Thursday, March 01, 2007

Does P = NP?

Notes on computational complexity, from P, NP and Mathematics by Avi Wigderson (excerpts and notes):

"The language of algorithms is slowly becoming competitive with the language of equations and formulas (which are special cases of algorithms) for explaining complex mathematical structures."

In computational complexity, time is measured as the number of elementary operations performed for a given computation. Time is the primary "resource" of algorithms when studying their efficiency.

The equivalence notion in computational complexity -- any understanding we have of one problem can be simply translated into a similar understanding of the other. "The translating functions 'f' and 'h' are called reductions. We capture the simplicity of a reduction in computational terms."

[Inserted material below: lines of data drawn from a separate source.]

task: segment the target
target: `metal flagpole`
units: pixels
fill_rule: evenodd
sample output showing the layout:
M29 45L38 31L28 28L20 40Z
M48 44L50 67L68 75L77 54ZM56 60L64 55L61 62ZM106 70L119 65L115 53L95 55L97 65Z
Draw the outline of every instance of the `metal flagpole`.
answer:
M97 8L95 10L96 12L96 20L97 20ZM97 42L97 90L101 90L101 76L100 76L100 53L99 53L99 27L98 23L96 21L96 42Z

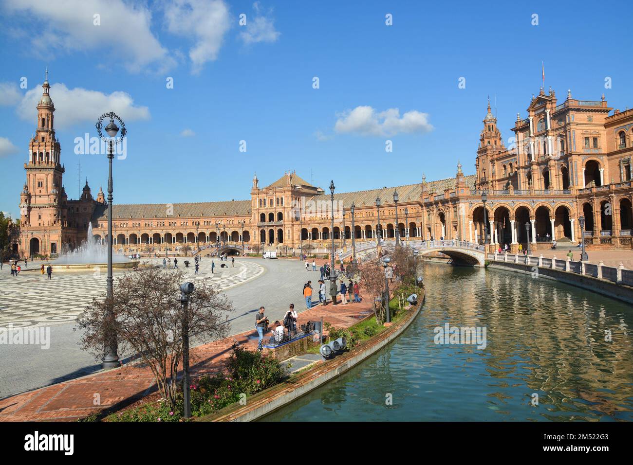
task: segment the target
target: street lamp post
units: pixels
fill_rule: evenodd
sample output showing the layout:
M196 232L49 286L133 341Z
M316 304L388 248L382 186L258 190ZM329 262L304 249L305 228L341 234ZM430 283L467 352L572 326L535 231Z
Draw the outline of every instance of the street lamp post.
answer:
M382 266L385 268L385 319L387 323L391 322L391 312L389 311L389 282L387 278L387 267L389 266L391 259L389 257L382 257Z
M400 245L400 223L398 222L398 190L394 190L394 203L396 204L396 247Z
M585 252L585 217L584 216L581 216L578 218L578 223L580 225L580 244L582 244L580 261L589 261L589 256Z
M109 118L110 120L110 122L105 127L108 137L104 136L103 133L101 132L101 129L103 128L103 121L106 118ZM115 119L121 125L121 137L117 139L115 139L115 138L116 137L116 134L118 133L120 128L115 123L114 120ZM101 364L103 368L108 369L116 368L121 364L119 362L118 355L116 354L118 350L118 347L116 344L116 333L114 332L115 328L116 327L116 316L115 316L111 303L112 299L114 297L114 291L113 290L114 278L112 277L112 160L115 158L115 146L123 141L123 138L127 133L127 130L125 128L125 125L123 123L123 120L113 111L102 115L97 121L96 127L99 137L104 142L108 144L109 168L108 175L108 278L106 282L108 283L108 300L110 304L108 306L106 318L109 323L108 326L110 326L110 328L108 328L109 334L106 335L106 340L105 342L106 347L104 350L105 356L103 359ZM91 239L89 238L89 240Z
M525 261L530 259L530 222L525 221L525 235L527 236L527 252Z
M376 197L376 209L378 211L378 225L376 226L376 245L380 245L380 197Z
M336 285L336 269L334 268L334 180L330 181L330 199L332 201L332 230L330 232L332 239L332 253L330 260L330 281ZM336 303L336 295L334 296L334 303Z
M352 202L352 206L349 208L349 213L352 215L352 268L356 268L356 225L354 223L354 211L356 206Z
M484 190L481 194L481 201L484 203L484 245L486 245L486 243L488 242L488 230L487 226L488 225L488 211L486 209L486 202L488 200L488 195ZM490 243L492 243L492 232L490 232L491 238Z
M345 247L345 208L343 208L343 247Z
M409 209L407 207L404 207L404 222L406 223L404 225L404 227L406 228L404 230L404 239L407 240L409 240Z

"The asymptotic viewpoint is inherent to computational complexity theory...it reveals structure which would be obscured by finite, precise analysis."

"Efficient computation (for a given problem) will be taken to be one whose runtime on any input of length 'n' is bounded by a polynomial function in 'n'." This is class 'p', at most {An^c}. Polynomial functions typify "slowly growing" functions. Many important natural problems cannot at present be solved faster than in exponential time. Reducing their complexity to (any) polynomial will be a huge conceptual improvement.

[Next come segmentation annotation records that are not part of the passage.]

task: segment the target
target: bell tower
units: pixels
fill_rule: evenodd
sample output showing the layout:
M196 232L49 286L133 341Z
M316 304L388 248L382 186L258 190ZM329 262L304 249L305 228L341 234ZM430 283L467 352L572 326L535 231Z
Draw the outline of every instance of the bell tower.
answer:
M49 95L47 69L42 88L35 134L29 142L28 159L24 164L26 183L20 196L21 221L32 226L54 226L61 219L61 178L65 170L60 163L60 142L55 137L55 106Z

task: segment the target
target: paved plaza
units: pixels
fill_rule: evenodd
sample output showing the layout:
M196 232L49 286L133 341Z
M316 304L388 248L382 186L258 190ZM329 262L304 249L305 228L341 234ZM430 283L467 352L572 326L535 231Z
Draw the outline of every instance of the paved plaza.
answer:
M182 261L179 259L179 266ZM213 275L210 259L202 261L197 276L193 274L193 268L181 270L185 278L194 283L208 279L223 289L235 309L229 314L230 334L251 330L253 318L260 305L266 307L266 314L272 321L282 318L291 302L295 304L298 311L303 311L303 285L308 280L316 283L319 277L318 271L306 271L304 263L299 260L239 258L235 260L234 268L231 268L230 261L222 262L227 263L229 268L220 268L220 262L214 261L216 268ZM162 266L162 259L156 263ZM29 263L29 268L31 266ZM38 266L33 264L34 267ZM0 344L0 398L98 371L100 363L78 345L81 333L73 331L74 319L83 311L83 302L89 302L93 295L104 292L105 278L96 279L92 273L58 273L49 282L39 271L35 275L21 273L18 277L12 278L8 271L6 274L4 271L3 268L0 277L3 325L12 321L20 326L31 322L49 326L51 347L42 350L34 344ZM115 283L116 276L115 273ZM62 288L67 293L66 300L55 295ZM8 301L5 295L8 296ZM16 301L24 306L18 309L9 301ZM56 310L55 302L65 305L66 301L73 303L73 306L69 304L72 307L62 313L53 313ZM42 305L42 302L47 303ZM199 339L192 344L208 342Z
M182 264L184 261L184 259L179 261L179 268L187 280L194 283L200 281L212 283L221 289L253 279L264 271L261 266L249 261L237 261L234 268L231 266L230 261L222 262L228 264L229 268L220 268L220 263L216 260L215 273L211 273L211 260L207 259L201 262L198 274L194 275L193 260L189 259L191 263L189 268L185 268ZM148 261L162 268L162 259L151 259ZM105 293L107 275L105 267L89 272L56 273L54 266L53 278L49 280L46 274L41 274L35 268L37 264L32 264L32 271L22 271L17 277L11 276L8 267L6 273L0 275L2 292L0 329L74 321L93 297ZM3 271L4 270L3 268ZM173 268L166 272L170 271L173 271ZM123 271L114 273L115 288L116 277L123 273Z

The class 'np' contains all properties 'C' for which membership have short, efficiently verifiable proofs. The verification must be checked in polynomial time. Intuitively, this class is of the type that a successful completion can be easily recognized. This class is extremely rich, thousands upon thousands of problems in which arise naturally out of different necessities. 'np' always have trivial exponential algorithms, which is the brute-force way of searching all possible answers and verifying them.

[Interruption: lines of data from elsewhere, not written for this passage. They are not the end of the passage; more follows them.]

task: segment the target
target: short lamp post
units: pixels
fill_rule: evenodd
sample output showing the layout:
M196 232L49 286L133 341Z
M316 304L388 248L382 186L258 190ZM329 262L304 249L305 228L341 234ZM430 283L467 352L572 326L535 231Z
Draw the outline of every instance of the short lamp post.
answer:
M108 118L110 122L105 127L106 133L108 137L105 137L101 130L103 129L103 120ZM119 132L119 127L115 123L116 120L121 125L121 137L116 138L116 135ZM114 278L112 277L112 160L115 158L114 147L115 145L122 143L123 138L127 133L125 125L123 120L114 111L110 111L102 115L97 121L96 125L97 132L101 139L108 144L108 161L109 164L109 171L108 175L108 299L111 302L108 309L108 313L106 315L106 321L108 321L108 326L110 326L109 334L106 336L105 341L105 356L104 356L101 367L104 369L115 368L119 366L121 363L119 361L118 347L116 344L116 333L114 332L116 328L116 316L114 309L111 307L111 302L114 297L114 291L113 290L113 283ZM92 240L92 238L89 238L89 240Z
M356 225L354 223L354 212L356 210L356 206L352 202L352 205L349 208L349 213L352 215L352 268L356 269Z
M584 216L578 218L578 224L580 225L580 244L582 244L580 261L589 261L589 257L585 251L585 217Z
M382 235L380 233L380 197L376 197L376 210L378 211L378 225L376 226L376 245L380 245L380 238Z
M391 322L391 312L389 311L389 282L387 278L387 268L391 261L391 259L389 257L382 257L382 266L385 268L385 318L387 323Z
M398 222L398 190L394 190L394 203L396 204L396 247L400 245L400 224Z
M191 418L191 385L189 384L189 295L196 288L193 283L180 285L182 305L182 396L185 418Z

If P = NP, then the implications are colossal: every instance of these tasks can be solved, optimally and efficiently. Is it possible that for every task for which verification is easy, finding a solution is not that much harder? What about the leap of creativity it takes to find a solution? how do you automate that?

The definition of class P is symmetric, the definition of class NP is asymmetric -- i.e. it is not always the case that it is easy to both certify that an object does have a property C, and certify that an object does not have property C (coNP -- if complement is also in NP).

If C can be reduced into D efficiently, then C<- D, and if D is in P, then C is in P. This means that for this case, solving the classification problem C is not computationally that much harder than solving the classification problem D. In some cases this means the importability of techniques from one area to another. The power of reductions is to relate seemingly unrelated notions. Efficient reductions are the backbone of computational complexity.

Hardness and completeness -- a problem D is called c-hard if for every 'C is in c' we have C <- D. If we further have that 'D is in c', then D is called c-complete. In other words, if D is c-complete, it is the hardest problem in class 'c': if we manage to solve D efficiently, we have done so for all other problems in 'c'. If a class has many complete problems, by definition they all have essentially the same complexity. If we manage to prove that any of them cannot be efficiently solved, we have managed to do so for all of them.

NP-complete problems are everywhere, and permeate all branches of science. Finding out a problem is NP-complete usually leads to leaving it alone and searching elsewhere for algorithms. The implication, however, is huge for anybody who finds an algorithm that solves just one NP-complete problem, because that algorithm can be translated to solve all others. Also, there is a near lack of natural objects in the huge void of NP problems that are neither P nor NP complete. This raises wonder about dark matter.

NP-complete is a formal stamp of difficult rather than a mere general feeling. It seems, then, we have two equivalent classes, P for those problems that can be efficiently solved, and NP-complete for those that can't (if P=NP then they are the same). If P is not equal to NP, though, then NP-complete has infinite levels of difficulty. If a problem is both NP and coNP, then it cannot be NP-complete.

Algorithms for natural problems under natural input distributions are almost all NP-complete.

The thrust of lower-bound arguments is that more time buys more computational power, such that there are functions computable in time n^3 that are not for time n^2. The implication is a "universal algorithm" which can simulate every other algorithm with only a small loss in efficiency.

Any natural proof of a lower bound implies subexponential algorithms for inverting one-way functions. The ability to describe a property both universally and existentially constitutes necessary and sufficient conditions -- a holy grail of mathematical understanding.

The artificial upper bound for algorithm is exponential, but this is only because we are inherently bounded by time.

Almost all natural phenomena, to be accurately represented by an algorithm (abstract process), have exponential curves of time as functions of linear increases in inputs.

Finding is hard, verifying is easy: natural selection rule?